D. Power and PCMag. com) and value. For example, its entry-level $40-per-month cell-phone plan gets you 500 anytime minutes, plus unlimited nights and weekends — 50 more minutes than Verizon’s $40 cell phone plan. AT&T (*Est. $40 per month and up) is Verizon’s biggest rival — but it scrapes the bottom of major customer surveys, with lower scores for customer service, call quality, coverage, data service and value. AT&T does win nationwide 3G data speed tests at PC World and Gizmodo. com, but Laptop Magazine gives it an “F” for slow real-world 4G speeds (AT&T plans to launch an improved 4G network in mid-2011).
In a final blow, AT&T now has to share rights to the Apple iPhone with Verizon Wireless — and tests at Wired and Engadget. com confirm that yes, Verizon iPhones get better coverage and fewer dropped calls. U. S. Cellular: Best regional wireless carrier While Verizon Wireless ranks highest overall nationally, reviewers say U. S. Cellular (*Est. $30 per month and up) is a particularly strong carrier in the 26 states it serves, mostly in the Midwest. Its boasts the best call quality in the North Central region for the ninth straight survey period at J. D. Power and Associates. U. S.
Cellular rivals Verizon Wireless for nationwide coverage and call quality (which makes sense, as U. S. Cellular contracts with the Verizon network), with lower prices, better cell phone plans and the best customer support in the business, according to PCMag. com. A third major customer survey agrees, awarding U. S. Cellular first place overall and the highest possible ratings for customer service, problem-free calls and value. U. S. Cellular customers (on all national plans except the most basic $30 one) roam for free on the Verizon Wireless network, with voice and 3G data service that nearly blanket the nation.

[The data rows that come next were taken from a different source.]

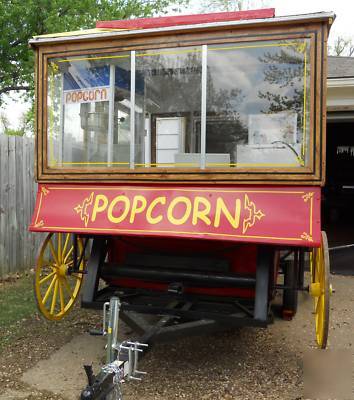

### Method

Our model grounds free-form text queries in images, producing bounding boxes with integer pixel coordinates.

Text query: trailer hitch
[80,297,148,400]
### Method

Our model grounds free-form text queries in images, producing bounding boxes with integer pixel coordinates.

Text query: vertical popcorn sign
[64,86,110,104]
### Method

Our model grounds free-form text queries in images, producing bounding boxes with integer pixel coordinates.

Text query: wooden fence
[0,135,42,277]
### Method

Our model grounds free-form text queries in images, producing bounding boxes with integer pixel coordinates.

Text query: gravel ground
[0,273,353,400]
[0,305,102,400]
[123,274,354,400]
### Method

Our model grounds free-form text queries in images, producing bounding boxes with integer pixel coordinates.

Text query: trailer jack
[80,297,148,400]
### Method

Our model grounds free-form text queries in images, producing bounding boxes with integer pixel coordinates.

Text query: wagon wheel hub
[58,263,68,278]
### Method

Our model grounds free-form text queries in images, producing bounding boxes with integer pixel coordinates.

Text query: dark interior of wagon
[323,119,354,274]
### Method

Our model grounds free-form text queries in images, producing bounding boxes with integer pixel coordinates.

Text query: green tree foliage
[0,0,187,103]
[258,45,307,119]
[0,112,24,135]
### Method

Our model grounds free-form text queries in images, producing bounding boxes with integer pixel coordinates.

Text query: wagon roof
[29,9,335,47]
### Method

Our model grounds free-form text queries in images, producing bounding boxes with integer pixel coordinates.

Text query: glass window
[134,46,202,168]
[47,53,131,168]
[205,39,311,168]
[46,38,311,171]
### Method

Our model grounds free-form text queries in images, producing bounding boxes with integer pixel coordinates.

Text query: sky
[270,0,353,40]
[1,0,353,131]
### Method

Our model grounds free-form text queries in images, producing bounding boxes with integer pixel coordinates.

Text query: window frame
[35,21,327,185]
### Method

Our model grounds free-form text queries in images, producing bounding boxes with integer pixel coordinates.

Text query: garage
[324,55,354,274]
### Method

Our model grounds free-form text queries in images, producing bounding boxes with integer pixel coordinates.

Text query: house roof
[328,56,354,78]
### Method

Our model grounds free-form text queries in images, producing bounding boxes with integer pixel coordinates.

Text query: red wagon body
[29,9,334,349]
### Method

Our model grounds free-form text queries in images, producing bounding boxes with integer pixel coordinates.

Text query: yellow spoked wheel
[309,231,332,349]
[34,232,85,321]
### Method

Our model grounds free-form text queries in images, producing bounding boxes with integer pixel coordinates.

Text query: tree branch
[10,39,23,47]
[0,85,31,95]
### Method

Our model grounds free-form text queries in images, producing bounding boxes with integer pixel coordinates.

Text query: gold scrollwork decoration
[301,232,313,242]
[294,41,307,54]
[74,192,94,227]
[242,194,265,234]
[302,192,314,202]
[41,186,50,196]
[34,220,45,228]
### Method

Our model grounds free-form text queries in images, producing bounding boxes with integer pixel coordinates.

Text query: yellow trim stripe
[54,41,303,63]
[33,225,304,242]
[47,186,306,194]
[309,195,313,235]
[59,161,300,167]
[302,42,308,158]
[34,28,126,39]
[48,39,309,169]
[48,66,56,166]
[34,192,44,225]
[208,42,302,52]
[58,53,130,63]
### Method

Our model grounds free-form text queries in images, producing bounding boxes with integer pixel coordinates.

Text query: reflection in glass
[206,39,310,168]
[46,39,311,171]
[135,47,202,167]
[47,53,131,168]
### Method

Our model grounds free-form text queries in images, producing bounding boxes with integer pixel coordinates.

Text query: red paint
[109,236,258,275]
[96,9,275,30]
[29,183,321,247]
[104,237,258,297]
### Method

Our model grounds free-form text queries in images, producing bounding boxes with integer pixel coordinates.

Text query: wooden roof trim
[29,11,335,47]
[96,9,275,30]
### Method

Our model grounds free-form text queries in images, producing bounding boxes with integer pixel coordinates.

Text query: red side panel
[109,236,257,275]
[29,183,321,247]
[107,237,258,298]
[96,9,275,30]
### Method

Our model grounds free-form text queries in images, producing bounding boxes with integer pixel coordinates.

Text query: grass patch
[0,273,37,349]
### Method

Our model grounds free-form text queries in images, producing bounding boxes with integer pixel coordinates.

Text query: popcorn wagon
[29,8,334,398]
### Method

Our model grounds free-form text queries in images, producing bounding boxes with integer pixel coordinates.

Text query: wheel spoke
[310,251,315,282]
[315,252,320,279]
[319,251,325,289]
[50,279,59,315]
[62,277,74,300]
[64,245,74,264]
[316,301,323,335]
[317,256,322,282]
[62,233,70,263]
[49,239,60,266]
[39,270,56,285]
[58,279,65,313]
[316,295,322,314]
[58,233,62,264]
[42,275,57,304]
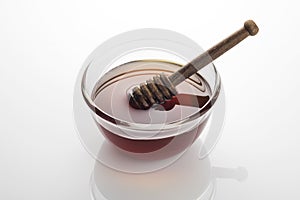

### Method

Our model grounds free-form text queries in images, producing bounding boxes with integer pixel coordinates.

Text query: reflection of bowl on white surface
[90,140,248,200]
[91,141,213,200]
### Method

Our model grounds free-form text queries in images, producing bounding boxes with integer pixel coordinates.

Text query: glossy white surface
[1,0,300,199]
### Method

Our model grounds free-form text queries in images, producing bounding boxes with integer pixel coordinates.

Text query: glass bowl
[81,50,220,159]
[74,28,225,172]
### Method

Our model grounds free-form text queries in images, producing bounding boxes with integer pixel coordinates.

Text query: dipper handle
[169,20,259,86]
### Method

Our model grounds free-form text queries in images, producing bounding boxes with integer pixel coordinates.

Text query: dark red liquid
[92,60,211,157]
[97,118,208,158]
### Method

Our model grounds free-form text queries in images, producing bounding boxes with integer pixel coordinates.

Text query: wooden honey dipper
[129,20,259,109]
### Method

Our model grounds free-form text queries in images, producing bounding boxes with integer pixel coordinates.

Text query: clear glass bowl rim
[81,59,221,131]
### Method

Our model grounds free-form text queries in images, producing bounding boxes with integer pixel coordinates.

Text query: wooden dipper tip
[244,20,259,36]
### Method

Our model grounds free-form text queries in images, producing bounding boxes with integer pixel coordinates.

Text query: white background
[1,0,299,199]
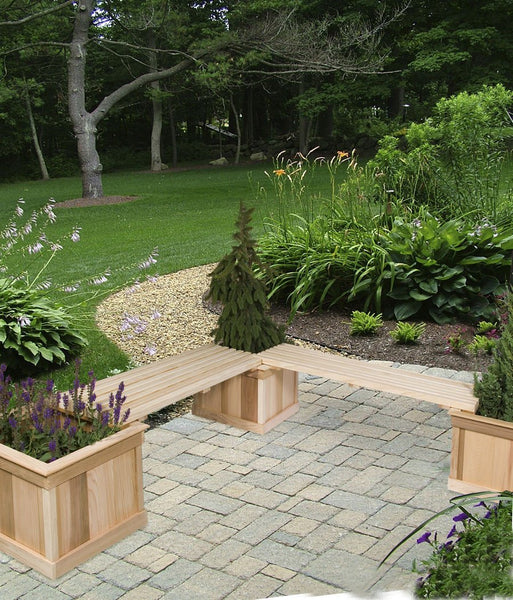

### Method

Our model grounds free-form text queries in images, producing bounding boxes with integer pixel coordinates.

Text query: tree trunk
[148,30,163,172]
[168,100,177,168]
[24,84,49,180]
[68,0,103,198]
[230,93,241,165]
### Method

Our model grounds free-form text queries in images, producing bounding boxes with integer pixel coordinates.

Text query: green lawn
[0,162,341,387]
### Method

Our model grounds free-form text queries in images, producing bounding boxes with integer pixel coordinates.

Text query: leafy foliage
[370,84,513,221]
[382,492,513,600]
[207,203,285,353]
[349,311,383,336]
[372,212,513,323]
[0,363,129,462]
[414,499,513,599]
[0,279,87,376]
[389,321,426,344]
[474,294,513,421]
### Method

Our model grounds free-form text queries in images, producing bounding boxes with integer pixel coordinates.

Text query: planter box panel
[193,366,298,434]
[449,409,513,493]
[0,422,147,578]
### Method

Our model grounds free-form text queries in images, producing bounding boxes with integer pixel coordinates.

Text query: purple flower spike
[417,531,431,544]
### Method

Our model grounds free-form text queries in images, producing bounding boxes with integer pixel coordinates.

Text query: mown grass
[0,162,344,387]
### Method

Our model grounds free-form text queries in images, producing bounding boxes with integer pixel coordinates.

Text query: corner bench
[94,342,477,432]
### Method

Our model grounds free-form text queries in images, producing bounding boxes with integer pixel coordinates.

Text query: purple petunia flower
[417,531,431,544]
[453,512,469,522]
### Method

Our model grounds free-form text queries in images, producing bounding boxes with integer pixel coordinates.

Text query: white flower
[70,228,81,242]
[144,345,157,356]
[17,315,31,327]
[28,242,43,254]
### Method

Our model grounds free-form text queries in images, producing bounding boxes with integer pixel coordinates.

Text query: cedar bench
[94,342,477,433]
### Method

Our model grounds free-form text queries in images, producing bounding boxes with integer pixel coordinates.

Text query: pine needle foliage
[474,294,513,421]
[207,204,285,353]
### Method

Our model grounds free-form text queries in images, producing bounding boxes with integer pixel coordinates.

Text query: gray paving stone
[159,567,240,600]
[255,443,296,460]
[161,417,207,434]
[186,490,244,515]
[289,499,341,522]
[322,490,386,515]
[199,539,251,569]
[59,572,102,597]
[224,573,282,600]
[153,530,213,560]
[234,510,292,545]
[149,559,202,591]
[97,560,151,590]
[278,573,344,597]
[169,453,208,469]
[80,582,125,600]
[248,539,315,571]
[20,584,72,599]
[304,548,380,592]
[294,429,346,453]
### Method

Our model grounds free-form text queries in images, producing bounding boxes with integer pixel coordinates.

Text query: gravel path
[96,264,218,365]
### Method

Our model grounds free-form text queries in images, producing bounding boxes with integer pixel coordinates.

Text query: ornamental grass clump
[0,362,130,462]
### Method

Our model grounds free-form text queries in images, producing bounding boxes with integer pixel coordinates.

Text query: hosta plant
[0,362,130,462]
[0,279,87,376]
[373,212,512,323]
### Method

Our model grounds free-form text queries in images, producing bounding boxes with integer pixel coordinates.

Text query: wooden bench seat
[259,343,478,413]
[93,341,478,430]
[94,344,260,423]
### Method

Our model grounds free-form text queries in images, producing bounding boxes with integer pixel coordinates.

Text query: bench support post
[192,366,298,434]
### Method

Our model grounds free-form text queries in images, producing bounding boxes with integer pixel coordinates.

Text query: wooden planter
[449,409,513,493]
[193,365,298,434]
[0,421,148,579]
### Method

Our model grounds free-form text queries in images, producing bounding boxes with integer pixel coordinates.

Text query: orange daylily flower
[337,151,349,159]
[273,169,286,176]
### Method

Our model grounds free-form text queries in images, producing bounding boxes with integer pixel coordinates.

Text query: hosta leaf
[409,290,431,301]
[394,301,421,320]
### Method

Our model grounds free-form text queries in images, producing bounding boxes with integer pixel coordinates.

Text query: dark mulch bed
[268,305,492,374]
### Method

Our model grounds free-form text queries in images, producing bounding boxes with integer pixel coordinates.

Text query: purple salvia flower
[122,408,130,423]
[63,417,71,430]
[77,400,86,412]
[8,416,17,429]
[46,379,54,393]
[113,404,121,425]
[62,393,69,410]
[68,426,77,438]
[48,439,57,453]
[95,402,103,413]
[109,392,115,409]
[101,411,109,427]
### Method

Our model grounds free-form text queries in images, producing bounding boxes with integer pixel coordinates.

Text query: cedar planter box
[193,365,298,434]
[0,421,148,579]
[449,408,513,493]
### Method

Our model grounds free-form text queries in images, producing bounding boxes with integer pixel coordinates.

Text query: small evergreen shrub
[474,294,513,421]
[207,203,285,353]
[390,321,425,344]
[349,311,383,336]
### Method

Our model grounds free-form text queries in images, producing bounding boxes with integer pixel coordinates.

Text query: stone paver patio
[0,363,473,599]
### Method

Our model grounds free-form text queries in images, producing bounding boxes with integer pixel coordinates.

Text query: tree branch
[0,0,74,27]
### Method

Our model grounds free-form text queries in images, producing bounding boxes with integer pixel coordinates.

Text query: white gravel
[95,264,218,365]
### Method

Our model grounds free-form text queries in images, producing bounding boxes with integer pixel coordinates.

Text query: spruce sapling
[207,203,285,353]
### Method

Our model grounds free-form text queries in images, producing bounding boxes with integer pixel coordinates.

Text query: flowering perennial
[0,362,130,462]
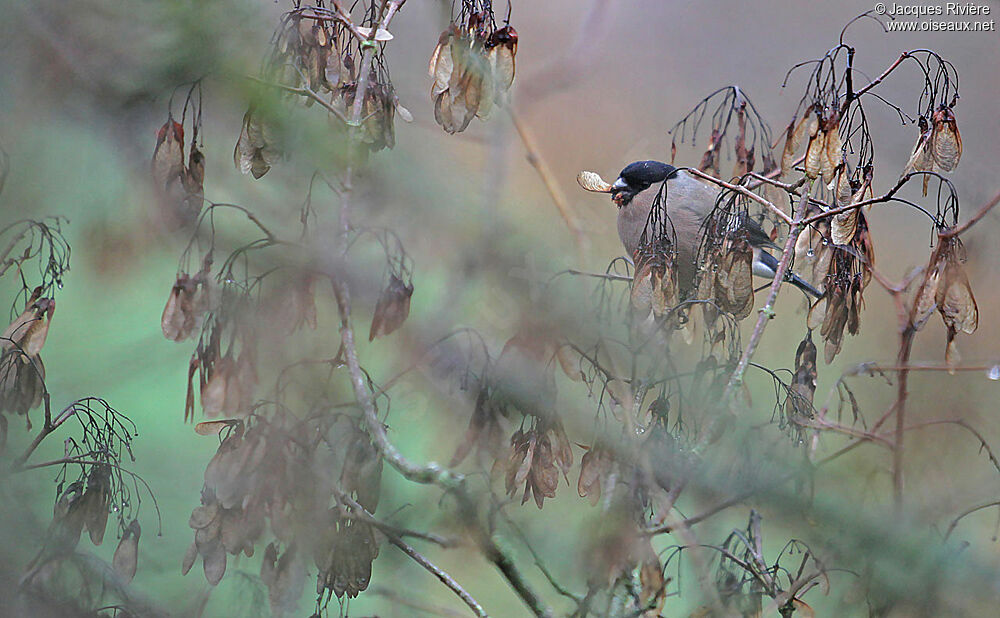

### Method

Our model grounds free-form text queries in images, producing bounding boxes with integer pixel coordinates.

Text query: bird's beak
[611,177,628,192]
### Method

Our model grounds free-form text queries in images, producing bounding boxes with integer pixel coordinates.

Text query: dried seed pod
[714,238,754,319]
[112,519,141,584]
[804,130,825,179]
[933,237,978,362]
[931,106,962,172]
[577,443,612,505]
[162,273,208,342]
[785,331,818,427]
[429,27,457,96]
[699,129,722,176]
[831,209,858,247]
[0,351,45,418]
[487,25,517,93]
[202,539,226,585]
[830,176,865,247]
[369,275,414,341]
[902,119,935,195]
[913,266,941,330]
[200,351,256,419]
[152,117,185,190]
[781,111,814,178]
[234,106,279,180]
[630,262,656,315]
[577,170,613,193]
[194,419,243,436]
[2,289,55,357]
[822,116,842,182]
[83,466,111,546]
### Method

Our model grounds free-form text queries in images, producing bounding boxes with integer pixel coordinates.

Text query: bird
[590,160,822,298]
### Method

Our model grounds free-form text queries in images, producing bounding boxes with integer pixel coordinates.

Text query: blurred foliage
[1,1,1000,617]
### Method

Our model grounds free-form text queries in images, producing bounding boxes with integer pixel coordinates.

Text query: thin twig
[687,168,793,226]
[389,535,488,617]
[245,75,349,123]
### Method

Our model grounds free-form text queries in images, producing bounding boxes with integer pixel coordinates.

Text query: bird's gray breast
[617,171,718,278]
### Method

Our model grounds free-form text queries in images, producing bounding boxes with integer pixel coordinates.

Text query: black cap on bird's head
[610,160,679,207]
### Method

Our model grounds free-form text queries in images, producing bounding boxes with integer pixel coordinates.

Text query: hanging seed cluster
[669,86,775,181]
[629,184,681,324]
[0,288,53,422]
[914,235,978,365]
[429,1,517,134]
[903,104,963,195]
[696,205,758,324]
[151,86,204,227]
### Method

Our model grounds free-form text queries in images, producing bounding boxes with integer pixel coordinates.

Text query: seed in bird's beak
[576,170,613,193]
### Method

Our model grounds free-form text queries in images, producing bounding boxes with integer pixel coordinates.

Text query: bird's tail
[786,272,823,298]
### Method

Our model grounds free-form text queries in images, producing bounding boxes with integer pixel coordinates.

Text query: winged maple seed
[200,349,258,418]
[161,270,210,342]
[428,13,518,134]
[808,206,875,363]
[830,166,872,246]
[235,105,281,180]
[152,114,204,226]
[931,105,962,171]
[260,542,306,616]
[732,105,756,178]
[696,212,755,325]
[499,420,573,509]
[698,128,723,176]
[315,516,380,599]
[112,519,141,584]
[262,273,318,337]
[0,288,54,421]
[577,441,614,506]
[914,235,978,366]
[784,331,818,436]
[576,170,613,193]
[631,250,680,322]
[903,105,962,195]
[2,287,55,357]
[368,273,413,341]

U. S. Cellular customers enjoy a nice price perk, too: All incoming calls, texts and picture/video messages are free, so you only get charged (or use minutes) for those you send. Additional benefits can be had by joining U. S. Cellular’s Belief Project (free), a program in which you can earn loyalty points that can be used for various perks. Two drawbacks: U. S. Cellular offers no 4G data coverage, and it offers fewer handset choices than the national carriers — although with the latest Android and BlackBerry smartphones, it’s no slouch, either.